Wise words by wcw: "Nobody cares about your Pokemon."
"There’s a new celebrity inside the organization, and it’s a three-foot inanimate object," - Larry Baer, my adopted son.
I was in San Diego...
Watching it at a friend’s place, with several people who had grown up in Orange County, and who were “casual” Angels fans, which was really aggravating. I think I would have preferred to watch it with more hardcore Angel fans – at least they have some skin in the game. Instead, I heard a lot of “Awwww”. “that was a ‘neat’ comeback”. “They are such a ‘nice’ team”, “they deserve ‘good’ things”. Bleh…
A couple of oddities, after being able to finally look at the box score of G6 in detail. I was drunk, but I literally remember the score going from 5-4, to game over, in what seemed like 1 minute (including the commercial break between the 8th and 9th). But this couldn’t have been the case:
- There were 0 outs in the 8th when Glaus hit the go ahead double. I didn’t realize this, and makes me actually feel a little better about the outcome, compared to what the Rangers just went through.
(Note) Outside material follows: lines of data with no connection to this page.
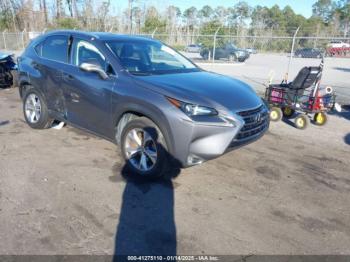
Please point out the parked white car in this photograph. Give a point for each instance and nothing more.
(338, 44)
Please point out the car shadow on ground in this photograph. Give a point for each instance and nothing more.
(342, 69)
(146, 222)
(347, 139)
(3, 123)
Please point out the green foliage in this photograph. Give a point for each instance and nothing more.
(152, 23)
(68, 23)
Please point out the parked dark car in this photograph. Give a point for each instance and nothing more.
(229, 52)
(8, 68)
(251, 50)
(193, 48)
(138, 93)
(308, 53)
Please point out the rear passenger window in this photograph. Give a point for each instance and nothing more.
(55, 48)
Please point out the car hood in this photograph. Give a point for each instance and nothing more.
(205, 88)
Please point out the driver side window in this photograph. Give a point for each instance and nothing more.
(85, 52)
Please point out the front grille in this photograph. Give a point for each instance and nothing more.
(256, 121)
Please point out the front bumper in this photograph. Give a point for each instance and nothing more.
(199, 141)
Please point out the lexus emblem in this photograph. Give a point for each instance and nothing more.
(258, 118)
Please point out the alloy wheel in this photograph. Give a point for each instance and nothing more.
(140, 149)
(33, 108)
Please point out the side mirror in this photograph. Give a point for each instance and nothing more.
(93, 68)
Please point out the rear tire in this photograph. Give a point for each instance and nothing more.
(275, 114)
(301, 122)
(144, 148)
(35, 110)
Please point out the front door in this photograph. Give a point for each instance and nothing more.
(87, 95)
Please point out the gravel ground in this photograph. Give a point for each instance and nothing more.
(258, 68)
(63, 192)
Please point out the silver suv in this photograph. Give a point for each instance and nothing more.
(138, 93)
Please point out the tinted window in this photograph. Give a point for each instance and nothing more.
(148, 57)
(85, 52)
(38, 49)
(55, 48)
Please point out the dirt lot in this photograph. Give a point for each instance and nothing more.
(259, 67)
(62, 192)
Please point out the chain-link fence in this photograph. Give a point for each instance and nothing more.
(183, 42)
(265, 55)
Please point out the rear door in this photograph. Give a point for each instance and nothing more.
(87, 95)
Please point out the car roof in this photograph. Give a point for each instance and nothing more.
(102, 35)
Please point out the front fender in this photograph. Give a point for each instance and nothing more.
(147, 108)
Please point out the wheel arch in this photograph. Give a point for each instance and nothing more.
(133, 111)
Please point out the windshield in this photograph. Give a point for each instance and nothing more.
(148, 58)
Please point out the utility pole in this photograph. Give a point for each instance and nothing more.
(130, 15)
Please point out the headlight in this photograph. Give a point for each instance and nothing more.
(191, 109)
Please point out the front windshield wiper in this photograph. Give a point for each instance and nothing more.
(139, 73)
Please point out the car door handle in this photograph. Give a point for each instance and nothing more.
(36, 65)
(75, 97)
(67, 76)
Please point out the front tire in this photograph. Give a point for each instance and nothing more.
(144, 148)
(35, 110)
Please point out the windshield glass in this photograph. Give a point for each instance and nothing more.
(148, 57)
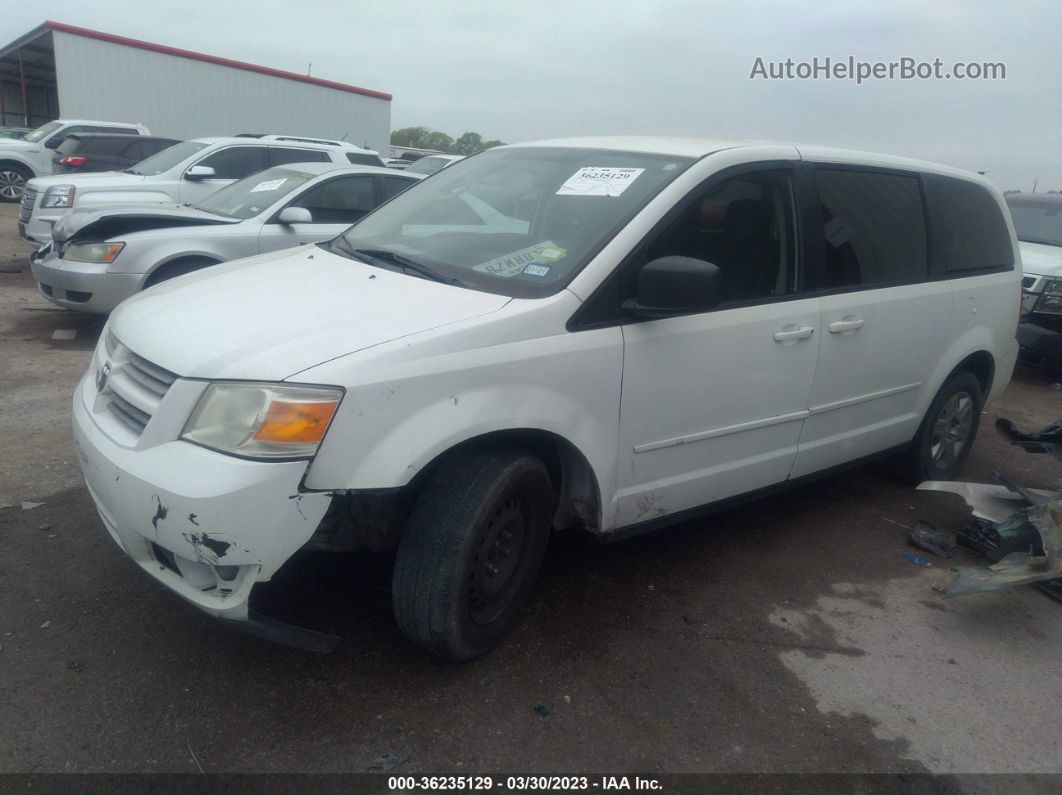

- There were literally 35 pitches thrown between the go ahead double and the end of the game. This must have taken at least 10 minutes, I just don’t remember it this way.
As for G7, as another person posted, the whole game was a blur. I remember some action at the start (more by the Angels), and then nothing happening for the rest of the game. Very predictable, and very boring. I still hate Lackey to this day, and his professional and personal struggles lately have left me with a half smile (sad to say).
But, on the question of has G6 been officially exorcised? For me, yes and no. The 2002 team was probably my second favorite in my lifetime, behind the 1993 team. The core of the 2002 team had been there for many years, and I had really gotten attached to them.
Conversely, the 2010 team seemed like a nice collection of guys, some having a longer tenure. But I think most of the team hadn’t been there more than 2 years. Another interesting poll question: Given the choice, would you have rather had the 2002 team win it all, or the 2010 team? I’d vote for 2002.